Of 1 to 20% by weight of HCl and 1
An acid-based solution of ２０20% by weight of H ₂ O ₂ , wherein the second chemical etching solution is 1-20% by weight of KOH or NaOH or NH ₄ OH and 1-20% by weight of H ₂ O ₂
2. The method for reclaiming a silicon wafer with a metal film according to claim 1, wherein the alkaline solution is an alkaline solution. 6. An oxide film is formed on the surface of a test wafer, a metal film is formed on the oxide film as a first step, and a chemical solution using an alkaline solution or an acid solution is formed as a second step. The metal film and a part of the oxide film are removed by etching, and HCl and H ₂ O _{2 are used} as a third step.

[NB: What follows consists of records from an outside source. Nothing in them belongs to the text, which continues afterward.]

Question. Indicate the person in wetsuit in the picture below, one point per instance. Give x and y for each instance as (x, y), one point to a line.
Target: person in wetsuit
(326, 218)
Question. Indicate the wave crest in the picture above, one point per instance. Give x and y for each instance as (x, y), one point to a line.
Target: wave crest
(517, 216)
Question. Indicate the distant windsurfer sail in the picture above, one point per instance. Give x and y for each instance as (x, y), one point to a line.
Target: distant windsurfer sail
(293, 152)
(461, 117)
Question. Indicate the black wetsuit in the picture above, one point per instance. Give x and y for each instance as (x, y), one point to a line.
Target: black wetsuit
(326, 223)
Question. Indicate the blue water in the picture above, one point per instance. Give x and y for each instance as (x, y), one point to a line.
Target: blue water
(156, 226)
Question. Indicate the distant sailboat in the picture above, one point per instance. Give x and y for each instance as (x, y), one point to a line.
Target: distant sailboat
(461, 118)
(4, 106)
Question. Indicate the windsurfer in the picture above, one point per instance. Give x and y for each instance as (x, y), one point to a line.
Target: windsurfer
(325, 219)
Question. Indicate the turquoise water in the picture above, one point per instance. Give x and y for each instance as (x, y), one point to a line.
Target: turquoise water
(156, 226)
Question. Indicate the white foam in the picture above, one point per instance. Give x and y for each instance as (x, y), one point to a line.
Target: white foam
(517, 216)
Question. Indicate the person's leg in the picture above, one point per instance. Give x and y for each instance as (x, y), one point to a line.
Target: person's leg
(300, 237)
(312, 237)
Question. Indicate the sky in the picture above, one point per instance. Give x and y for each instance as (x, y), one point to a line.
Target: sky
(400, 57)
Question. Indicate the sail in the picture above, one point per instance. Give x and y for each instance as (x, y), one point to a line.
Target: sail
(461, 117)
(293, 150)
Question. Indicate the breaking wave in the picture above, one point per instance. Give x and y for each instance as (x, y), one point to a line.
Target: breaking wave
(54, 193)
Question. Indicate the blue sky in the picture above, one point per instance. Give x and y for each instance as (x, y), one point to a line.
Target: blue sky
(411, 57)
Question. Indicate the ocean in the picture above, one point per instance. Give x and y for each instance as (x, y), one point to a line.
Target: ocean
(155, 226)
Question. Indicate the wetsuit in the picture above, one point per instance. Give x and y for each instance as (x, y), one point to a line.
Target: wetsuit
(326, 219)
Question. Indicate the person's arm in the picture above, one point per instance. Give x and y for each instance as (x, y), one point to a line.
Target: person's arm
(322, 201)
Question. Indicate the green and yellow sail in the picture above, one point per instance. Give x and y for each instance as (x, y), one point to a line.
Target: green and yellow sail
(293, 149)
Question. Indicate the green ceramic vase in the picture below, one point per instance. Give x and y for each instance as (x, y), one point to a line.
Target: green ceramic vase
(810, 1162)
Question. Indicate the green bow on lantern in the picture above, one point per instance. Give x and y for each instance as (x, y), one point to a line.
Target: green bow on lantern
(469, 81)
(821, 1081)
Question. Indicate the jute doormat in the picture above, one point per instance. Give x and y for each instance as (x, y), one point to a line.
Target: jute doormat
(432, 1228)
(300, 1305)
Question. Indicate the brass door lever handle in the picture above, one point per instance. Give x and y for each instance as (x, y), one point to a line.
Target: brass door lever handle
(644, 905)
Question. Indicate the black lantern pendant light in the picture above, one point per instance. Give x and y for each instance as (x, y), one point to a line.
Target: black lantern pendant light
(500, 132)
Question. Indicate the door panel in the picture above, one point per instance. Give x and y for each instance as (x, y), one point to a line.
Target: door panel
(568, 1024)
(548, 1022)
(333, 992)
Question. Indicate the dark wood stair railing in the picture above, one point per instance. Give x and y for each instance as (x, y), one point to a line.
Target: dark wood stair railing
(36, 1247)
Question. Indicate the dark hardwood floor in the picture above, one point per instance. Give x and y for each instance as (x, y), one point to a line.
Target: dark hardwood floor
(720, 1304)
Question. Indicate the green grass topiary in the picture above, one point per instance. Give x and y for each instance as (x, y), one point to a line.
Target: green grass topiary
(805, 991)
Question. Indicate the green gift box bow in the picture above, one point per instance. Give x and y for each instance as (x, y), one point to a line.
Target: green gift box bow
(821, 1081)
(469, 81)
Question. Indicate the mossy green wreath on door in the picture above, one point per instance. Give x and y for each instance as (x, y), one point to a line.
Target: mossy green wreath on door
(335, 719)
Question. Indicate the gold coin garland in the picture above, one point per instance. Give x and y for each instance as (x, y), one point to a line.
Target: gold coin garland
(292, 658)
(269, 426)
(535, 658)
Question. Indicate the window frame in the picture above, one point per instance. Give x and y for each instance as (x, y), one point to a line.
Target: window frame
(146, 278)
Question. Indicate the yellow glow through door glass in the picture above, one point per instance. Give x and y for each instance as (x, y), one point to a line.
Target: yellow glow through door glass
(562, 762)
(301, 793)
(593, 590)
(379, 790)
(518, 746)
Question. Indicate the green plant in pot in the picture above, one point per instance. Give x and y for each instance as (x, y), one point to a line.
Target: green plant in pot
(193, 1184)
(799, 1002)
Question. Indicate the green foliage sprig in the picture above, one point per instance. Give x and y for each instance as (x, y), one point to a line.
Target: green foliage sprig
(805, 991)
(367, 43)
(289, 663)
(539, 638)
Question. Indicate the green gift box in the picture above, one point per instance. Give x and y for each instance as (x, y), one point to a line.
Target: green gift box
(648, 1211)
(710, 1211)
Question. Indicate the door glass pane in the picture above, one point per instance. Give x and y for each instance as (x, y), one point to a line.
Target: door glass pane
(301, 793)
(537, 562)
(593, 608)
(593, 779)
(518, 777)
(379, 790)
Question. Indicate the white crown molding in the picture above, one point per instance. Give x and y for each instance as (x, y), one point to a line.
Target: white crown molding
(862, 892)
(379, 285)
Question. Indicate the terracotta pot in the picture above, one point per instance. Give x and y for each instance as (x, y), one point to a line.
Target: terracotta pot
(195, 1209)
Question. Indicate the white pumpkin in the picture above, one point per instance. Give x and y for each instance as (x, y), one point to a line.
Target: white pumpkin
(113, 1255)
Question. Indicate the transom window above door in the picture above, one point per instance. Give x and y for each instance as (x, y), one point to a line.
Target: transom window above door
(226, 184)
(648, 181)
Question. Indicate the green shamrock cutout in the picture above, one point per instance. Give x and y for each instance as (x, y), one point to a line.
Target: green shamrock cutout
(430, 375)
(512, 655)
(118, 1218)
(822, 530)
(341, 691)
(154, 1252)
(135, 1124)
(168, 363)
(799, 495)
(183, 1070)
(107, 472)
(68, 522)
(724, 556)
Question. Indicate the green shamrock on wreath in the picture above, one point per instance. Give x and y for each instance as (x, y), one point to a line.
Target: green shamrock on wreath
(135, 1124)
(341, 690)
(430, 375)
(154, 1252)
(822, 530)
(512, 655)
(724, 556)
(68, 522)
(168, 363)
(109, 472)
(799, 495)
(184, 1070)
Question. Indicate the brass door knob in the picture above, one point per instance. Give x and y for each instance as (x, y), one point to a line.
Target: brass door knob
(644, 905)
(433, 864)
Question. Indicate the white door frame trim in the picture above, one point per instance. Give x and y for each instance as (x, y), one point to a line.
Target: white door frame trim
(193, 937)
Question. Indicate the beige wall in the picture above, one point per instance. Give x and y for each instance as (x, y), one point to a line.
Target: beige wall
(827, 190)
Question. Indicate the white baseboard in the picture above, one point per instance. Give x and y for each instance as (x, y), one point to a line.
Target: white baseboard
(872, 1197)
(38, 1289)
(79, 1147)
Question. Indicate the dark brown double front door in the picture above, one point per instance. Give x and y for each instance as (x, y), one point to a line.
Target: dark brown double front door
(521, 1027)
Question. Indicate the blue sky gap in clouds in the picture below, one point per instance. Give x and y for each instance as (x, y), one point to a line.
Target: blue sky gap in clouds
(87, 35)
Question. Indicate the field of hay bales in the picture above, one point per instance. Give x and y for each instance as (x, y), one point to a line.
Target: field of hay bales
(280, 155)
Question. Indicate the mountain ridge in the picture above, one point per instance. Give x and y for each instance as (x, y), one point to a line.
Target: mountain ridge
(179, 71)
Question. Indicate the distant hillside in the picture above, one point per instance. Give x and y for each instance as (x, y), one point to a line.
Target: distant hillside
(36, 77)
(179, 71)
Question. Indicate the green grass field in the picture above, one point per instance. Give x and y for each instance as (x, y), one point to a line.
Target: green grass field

After removing metal contaminants on the surface of the oxide film by chemical etching of an acid-based solution of the above, after repeating the first to third steps a plurality of times, when the film thickness of the oxide film becomes a predetermined value or less, A method for reclaiming a silicon wafer with a metal film, comprising: removing an oxide film with HF; and providing an oxide film and a metal film on the test wafer from which the oxide film has been removed with the HF.